What you pay for a medication differs wildly from everyone else
There is no other product—not even cars—where prices vary so widely between customers. This quirk has its roots in the economics of the pharmaceutical industry, dating back to the late 20th century. Due to patent protections, high R&D costs, and low production costs, drug manufacturers gained the ability to charge different prices to different purchasers for the same product. They offer discounts based on volume and a purchaser's ability to influence market share, leading to a wide spectrum of prices.
For example, hospitals and health maintenance organizations often pay less than retail pharmacies for the same drugs. The emergence of Pharmacy Benefit Managers (PBMs) in the past 15 years has further complicated things, as they negotiate rebates from manufacturers in exchange for favorable placement on formularies. The result? A system where two patients standing side-by-side at the pharmacy counter could pay wildly different prices for the exact same medication. And unfortunately, those without insurance often pay the highest prices.

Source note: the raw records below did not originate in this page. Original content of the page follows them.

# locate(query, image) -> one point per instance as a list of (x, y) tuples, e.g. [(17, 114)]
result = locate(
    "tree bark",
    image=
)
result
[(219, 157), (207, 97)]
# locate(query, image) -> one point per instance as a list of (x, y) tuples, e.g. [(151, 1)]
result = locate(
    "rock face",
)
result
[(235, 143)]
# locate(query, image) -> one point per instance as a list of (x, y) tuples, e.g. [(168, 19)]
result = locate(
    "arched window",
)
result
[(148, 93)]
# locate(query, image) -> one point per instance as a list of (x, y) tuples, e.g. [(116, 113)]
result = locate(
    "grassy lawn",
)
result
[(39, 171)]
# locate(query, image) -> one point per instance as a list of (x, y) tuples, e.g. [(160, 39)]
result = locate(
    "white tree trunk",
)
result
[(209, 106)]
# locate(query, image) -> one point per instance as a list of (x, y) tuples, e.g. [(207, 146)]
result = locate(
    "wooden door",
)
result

Understanding why these quirks exist helps explain why they're so hard to fix. Each one has built up its own set of interests, institutions, and income streams over the decades. But as healthcare (and society at large) keeps changing, these old rules make less sense every year.
Will we still be scratching our heads about these same quirks in twenty years? Probably. But the pandemic showed us that some "impossible" changes (like widespread telehealth adoption) can happen pretty quickly when they need to. For now, though, at least you know why a few pieces of American healthcare work the way they do - even if it still doesn't make much sense.